Studio della storia quindi come cartina di tornasole del degrado intellettuale a cui la scuola non riesce a far fronte, alimentato dalle ideologie didattiche degli ultimi decenni. «Quando oggi spiego ai ragazzi le grandi famiglie politiche della modernità nate dopo la Rivoluzione Francese e nell’Ottocento (destra, sinistra, socialismo, liberalismo, monarchia…), fanno fatica a capire di cosa stia parlando, faticano a maneggiare questi concetti in modo duttile o ad applicarli ai vari contesti storici. Il presente onnivoro appiattisce tutto, la corsa all’oggi toglie profondità all’ieri e riduce tutto a consumo immediato. La Storia è sapere della complessità e in quanto tale è sapere astratto; solo dopo averlo acquisito tu riesci a calare lo studio della Storia nell’oggi e nella realtà attuale.

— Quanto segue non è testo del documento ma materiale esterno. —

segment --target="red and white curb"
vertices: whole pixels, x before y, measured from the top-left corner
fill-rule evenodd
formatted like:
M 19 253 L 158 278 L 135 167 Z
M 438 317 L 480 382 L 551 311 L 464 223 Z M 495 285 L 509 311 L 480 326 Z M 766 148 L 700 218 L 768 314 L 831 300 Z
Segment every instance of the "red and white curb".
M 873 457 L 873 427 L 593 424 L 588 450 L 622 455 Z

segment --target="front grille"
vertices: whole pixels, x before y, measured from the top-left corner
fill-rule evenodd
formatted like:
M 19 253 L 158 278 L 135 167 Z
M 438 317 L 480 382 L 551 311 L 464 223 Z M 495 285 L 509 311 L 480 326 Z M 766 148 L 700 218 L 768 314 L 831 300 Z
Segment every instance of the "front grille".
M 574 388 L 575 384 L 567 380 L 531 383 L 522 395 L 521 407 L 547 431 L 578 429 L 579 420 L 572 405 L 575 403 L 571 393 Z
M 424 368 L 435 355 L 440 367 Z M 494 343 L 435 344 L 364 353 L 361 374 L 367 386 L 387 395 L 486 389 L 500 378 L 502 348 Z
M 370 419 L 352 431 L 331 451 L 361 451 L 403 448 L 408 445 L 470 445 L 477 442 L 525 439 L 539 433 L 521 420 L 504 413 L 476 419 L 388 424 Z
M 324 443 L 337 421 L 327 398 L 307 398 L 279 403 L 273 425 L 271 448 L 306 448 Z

La scommessa non è leggere la storia passata “presentificandola” ma attualizzandola. Perché alla fine, quello che si perde, è il sapore irresistibile dei fatti singoli e delle dinamiche storiche in sé. Viene meno l’elaborazione dei fatti, ossia quella conoscenza dei dettagli, le date, i personaggi, tutto ciò che ci portava a gustare il sapore di un’epoca e a capirne gli sconvolgimenti. Quello che oggi trionfa è questa marmellata, l’umiliazione dei saperi specifici, come se la scuola dovesse tararsi su parametri di semplificazione mentre sappiamo che il nostro cervello apprende partendo da cose differenti per poi collegarle in modo critico e originale.
E che dire di questo modo cialtronesco di applicare l’idea di Microstoria?

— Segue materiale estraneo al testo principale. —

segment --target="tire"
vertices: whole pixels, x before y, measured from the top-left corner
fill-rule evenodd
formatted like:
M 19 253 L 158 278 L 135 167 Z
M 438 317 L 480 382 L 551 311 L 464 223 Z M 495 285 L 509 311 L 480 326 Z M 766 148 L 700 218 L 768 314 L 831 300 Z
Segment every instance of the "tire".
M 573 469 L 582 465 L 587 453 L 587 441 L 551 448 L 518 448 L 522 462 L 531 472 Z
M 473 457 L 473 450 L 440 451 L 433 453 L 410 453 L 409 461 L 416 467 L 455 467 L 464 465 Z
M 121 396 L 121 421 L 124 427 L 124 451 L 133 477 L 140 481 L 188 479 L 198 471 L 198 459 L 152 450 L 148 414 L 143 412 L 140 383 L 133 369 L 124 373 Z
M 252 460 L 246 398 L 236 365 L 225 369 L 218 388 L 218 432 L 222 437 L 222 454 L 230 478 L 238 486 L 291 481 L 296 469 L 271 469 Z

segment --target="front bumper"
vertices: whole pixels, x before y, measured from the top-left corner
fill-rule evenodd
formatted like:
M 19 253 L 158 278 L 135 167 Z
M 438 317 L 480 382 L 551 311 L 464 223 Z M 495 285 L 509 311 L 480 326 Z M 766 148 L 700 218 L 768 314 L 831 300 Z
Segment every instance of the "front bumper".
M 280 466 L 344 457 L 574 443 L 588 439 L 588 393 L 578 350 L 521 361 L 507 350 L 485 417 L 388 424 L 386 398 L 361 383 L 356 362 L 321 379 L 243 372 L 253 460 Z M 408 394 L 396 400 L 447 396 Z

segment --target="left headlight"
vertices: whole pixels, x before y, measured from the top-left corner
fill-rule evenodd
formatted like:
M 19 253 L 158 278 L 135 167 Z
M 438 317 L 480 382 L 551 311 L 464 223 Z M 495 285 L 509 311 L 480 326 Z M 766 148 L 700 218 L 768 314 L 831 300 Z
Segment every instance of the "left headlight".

Ci si applica a studiare a come lavorava un fabbro nel Medioevo, a come zappava il contadino dell’Anno Mille…; questo va benissimo, sia chiaro, peccato che così si rischi di perdere di vista il quadro più ampio. E ancora: che dire della svalutazione sistematica dell’oggetto libro? Ma attenzione, il libro è potente, prenderne in mano due o tre, averli aperti davanti, guardare e creare connessioni vuol dire allenare il pensiero, allenare la capacità di astrazione e di collegamento che nessuna navigazione, saltando da un sito all’altro, può insegnarti.

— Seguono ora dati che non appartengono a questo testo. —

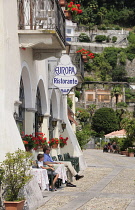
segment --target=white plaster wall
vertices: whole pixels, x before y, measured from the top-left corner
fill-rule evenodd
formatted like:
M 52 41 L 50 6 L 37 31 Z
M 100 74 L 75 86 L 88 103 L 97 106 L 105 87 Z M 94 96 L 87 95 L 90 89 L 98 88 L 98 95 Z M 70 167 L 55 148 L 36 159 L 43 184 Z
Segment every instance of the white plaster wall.
M 13 118 L 21 68 L 20 60 L 16 59 L 20 57 L 16 7 L 16 0 L 0 1 L 0 162 L 5 153 L 24 149 Z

Dobbiamo recuperare l’idea della Storia -e della scuola in generale-, come una sorta di ponte: la sua funzione è quella di raccordo, collegamento, ponte appunto, tra passato e futuro, laddove il presente nel quale siamo immersi altro non è che la vita che scorre sotto quel ponte, giù a valle. E su cui possiamo esercitare una visione più lucida, distaccata e completa grazie alla prospettiva dall’alto che solo lo studio della Storia può darci».